The Biden team’s planning comes as control of the United States Senate is set to be determined by two runoff elections in Georgia in early January. Republicans, who have held the Senate in 2015, need only to win one of the contests to maintain control of the chamber.

If the GOP were to retain control, many believe that some of Biden’s biggest campaign promises would be unlikely to receive congressional approval, especially on issues relating to climate change.

Biden, whose environmental agenda is heavily influenced by the recommendations of a unity task force set up with Sen. Bernie Sanders (I-VT) after the Democrat primaries, has proposed spending $2 trillion over four years to combat climate change.
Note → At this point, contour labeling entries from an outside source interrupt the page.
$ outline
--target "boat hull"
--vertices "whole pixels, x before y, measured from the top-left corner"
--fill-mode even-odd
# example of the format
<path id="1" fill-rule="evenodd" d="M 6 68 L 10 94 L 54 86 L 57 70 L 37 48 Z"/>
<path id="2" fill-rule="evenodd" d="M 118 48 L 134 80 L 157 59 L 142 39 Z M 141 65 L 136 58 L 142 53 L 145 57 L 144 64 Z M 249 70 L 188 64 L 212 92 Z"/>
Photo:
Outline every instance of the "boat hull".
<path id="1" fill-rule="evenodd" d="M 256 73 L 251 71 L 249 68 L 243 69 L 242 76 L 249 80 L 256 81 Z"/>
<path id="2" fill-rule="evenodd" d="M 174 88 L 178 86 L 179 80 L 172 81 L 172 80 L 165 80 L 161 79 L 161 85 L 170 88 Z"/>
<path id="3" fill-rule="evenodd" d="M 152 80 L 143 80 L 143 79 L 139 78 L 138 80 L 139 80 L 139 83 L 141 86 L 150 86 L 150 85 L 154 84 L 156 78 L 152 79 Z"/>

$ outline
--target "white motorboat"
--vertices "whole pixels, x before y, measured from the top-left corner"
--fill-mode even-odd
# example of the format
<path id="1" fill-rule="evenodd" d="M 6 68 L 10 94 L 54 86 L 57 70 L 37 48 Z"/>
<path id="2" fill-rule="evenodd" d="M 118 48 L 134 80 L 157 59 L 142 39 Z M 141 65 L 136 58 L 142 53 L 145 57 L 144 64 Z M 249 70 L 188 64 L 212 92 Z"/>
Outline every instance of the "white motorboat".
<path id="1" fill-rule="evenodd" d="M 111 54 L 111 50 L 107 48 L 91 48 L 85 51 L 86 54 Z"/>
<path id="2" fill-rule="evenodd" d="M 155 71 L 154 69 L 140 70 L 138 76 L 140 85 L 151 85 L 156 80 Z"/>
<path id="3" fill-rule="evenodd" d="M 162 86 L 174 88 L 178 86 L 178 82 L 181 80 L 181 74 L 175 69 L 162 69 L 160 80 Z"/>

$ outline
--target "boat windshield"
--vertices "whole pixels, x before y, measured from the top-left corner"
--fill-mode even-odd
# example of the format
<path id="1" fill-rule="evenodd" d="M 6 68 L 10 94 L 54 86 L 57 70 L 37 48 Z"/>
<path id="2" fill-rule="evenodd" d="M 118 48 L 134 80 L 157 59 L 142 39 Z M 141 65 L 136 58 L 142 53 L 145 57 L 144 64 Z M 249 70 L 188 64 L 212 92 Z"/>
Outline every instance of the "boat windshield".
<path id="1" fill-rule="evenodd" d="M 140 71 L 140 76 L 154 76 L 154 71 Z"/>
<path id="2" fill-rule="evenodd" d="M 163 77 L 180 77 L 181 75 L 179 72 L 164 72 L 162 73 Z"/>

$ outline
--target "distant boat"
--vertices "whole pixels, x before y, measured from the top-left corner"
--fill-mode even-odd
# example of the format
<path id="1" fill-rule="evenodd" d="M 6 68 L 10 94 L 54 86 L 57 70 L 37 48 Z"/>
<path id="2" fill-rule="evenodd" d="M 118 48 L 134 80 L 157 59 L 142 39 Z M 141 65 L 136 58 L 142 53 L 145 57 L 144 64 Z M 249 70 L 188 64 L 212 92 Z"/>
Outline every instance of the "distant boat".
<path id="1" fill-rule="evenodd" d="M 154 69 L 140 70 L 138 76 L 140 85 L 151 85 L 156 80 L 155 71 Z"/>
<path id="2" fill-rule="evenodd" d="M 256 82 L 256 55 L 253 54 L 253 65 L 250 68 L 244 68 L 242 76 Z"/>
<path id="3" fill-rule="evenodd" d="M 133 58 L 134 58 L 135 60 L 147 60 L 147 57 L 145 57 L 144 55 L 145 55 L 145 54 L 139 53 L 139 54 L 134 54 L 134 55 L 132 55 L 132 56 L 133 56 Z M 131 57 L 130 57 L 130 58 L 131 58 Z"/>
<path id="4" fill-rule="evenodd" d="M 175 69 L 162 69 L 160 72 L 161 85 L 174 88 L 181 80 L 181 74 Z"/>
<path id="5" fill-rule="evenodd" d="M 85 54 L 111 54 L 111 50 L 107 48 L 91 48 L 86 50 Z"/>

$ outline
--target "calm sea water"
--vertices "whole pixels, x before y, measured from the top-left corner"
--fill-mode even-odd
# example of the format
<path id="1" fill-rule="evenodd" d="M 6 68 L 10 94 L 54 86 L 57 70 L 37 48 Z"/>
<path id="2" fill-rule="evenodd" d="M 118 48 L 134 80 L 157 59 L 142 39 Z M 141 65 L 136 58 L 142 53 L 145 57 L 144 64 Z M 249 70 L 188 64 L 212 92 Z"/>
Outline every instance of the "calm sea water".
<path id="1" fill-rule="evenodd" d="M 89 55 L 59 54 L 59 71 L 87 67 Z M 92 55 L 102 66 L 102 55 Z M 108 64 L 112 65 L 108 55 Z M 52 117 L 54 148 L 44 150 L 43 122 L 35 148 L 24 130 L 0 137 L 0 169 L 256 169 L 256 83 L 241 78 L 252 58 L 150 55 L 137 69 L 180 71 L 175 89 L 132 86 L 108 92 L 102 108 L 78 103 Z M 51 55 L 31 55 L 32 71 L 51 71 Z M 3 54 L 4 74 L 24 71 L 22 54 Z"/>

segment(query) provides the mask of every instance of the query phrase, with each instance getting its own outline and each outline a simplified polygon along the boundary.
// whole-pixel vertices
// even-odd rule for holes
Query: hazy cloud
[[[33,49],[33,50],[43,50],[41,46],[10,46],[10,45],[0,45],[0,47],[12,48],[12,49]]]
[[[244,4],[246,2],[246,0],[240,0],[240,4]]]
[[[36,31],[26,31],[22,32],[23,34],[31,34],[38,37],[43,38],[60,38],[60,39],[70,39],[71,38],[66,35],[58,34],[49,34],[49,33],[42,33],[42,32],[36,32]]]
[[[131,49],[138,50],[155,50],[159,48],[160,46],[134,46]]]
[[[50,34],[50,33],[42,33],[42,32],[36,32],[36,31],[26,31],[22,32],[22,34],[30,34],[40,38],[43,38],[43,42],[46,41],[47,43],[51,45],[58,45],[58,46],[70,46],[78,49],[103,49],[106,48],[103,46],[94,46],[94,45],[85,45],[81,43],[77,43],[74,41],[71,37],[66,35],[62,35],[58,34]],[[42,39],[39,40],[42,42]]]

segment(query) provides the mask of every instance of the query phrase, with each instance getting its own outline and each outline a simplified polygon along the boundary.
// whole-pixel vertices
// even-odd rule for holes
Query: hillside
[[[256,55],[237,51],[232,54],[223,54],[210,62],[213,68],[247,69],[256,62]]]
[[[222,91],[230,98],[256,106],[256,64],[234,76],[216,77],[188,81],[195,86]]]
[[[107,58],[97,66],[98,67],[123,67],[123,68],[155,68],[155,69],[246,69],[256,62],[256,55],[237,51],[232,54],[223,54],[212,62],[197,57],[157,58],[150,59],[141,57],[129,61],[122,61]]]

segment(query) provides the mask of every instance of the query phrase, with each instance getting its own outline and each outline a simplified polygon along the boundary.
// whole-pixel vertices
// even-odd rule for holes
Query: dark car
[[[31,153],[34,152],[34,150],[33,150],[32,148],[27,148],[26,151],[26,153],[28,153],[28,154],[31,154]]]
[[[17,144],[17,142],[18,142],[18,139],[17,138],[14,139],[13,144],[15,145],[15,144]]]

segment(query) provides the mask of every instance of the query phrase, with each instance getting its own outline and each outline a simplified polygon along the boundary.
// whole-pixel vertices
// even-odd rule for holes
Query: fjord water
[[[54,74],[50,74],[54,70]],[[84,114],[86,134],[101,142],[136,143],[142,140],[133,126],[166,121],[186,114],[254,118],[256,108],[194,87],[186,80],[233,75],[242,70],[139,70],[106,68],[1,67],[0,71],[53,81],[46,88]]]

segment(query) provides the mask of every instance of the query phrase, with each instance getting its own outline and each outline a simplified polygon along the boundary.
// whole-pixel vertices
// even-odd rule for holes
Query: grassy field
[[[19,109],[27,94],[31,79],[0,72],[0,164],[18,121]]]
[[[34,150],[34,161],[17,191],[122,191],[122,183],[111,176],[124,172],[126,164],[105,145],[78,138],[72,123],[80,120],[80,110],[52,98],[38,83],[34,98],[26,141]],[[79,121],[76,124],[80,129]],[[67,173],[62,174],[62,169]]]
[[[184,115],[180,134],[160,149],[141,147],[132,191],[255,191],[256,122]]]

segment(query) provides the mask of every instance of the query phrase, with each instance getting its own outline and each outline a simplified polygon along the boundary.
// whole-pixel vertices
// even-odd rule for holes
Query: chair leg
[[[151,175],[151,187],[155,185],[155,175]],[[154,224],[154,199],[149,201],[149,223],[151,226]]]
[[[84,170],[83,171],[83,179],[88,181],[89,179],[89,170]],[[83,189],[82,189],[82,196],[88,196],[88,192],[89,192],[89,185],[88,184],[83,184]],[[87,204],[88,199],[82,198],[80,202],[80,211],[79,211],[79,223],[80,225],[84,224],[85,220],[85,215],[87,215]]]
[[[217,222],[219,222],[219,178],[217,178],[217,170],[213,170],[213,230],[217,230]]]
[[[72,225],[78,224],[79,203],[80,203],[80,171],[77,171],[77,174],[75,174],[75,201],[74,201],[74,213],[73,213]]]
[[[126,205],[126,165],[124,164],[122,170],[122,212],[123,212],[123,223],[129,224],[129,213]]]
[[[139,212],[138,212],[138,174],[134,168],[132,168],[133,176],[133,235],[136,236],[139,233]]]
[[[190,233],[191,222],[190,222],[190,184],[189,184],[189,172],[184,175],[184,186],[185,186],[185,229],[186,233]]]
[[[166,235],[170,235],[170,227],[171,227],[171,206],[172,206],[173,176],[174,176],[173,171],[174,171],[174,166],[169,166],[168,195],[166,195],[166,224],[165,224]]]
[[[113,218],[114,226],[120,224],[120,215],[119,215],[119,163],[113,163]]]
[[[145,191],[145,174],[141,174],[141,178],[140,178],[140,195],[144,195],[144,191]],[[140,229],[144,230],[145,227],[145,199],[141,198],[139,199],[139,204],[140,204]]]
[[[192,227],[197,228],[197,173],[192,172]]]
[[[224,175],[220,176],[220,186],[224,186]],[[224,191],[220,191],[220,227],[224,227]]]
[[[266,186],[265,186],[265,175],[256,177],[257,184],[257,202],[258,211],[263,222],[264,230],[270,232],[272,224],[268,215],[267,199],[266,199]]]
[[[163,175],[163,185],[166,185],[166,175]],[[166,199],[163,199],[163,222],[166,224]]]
A major portion of the money will be used to create one million new jobs in the auto industry by boosting the production of energy-efficient vehicles. In order to achieve the goal, Biden is backing legislation, introduced by Senate Minority Leader Chuck Schumer (D-NY), to incentivize individuals to trade in their gas-powered vehicles for ones running on either electricity or hydrogen.

The former vice president has also proposed to adopt a 100 percent clean-electricity standard by 2035. A similar idea was initially raised by Gov. Jay Inslee (D-WA) during his own ill-fated run for the Democrat nomination in 2019. If implemented, it would ensure that all electricity produced in the United States would be “carbon-free.”

Such an ambitious agenda would likely be viewed negatively by Republicans, many of whom have expressed a desire to rein in federal spending.

Although GOP control of the Senate is by no means certain, as polling shows Democrats running close in both Georgia contests, Biden appears to be planning for it either way. For instance, the Washington Post reported last month that the former vice president’s team is readying a bevy of executive orders to issue on his first day in office.

Most of the orders deal with hot button topics, such as immigration and national security, where there is likely to be little bipartisan consensus, even if Republicans do not maintain control of the Senate.

Biden, in particular, plans to reverse some of the Trump administration’s key actions, including revoking protections for illegal immigrants through the Deferred Action for Childhood Arrivals (DACA) program and leaving the Paris Climate Accord.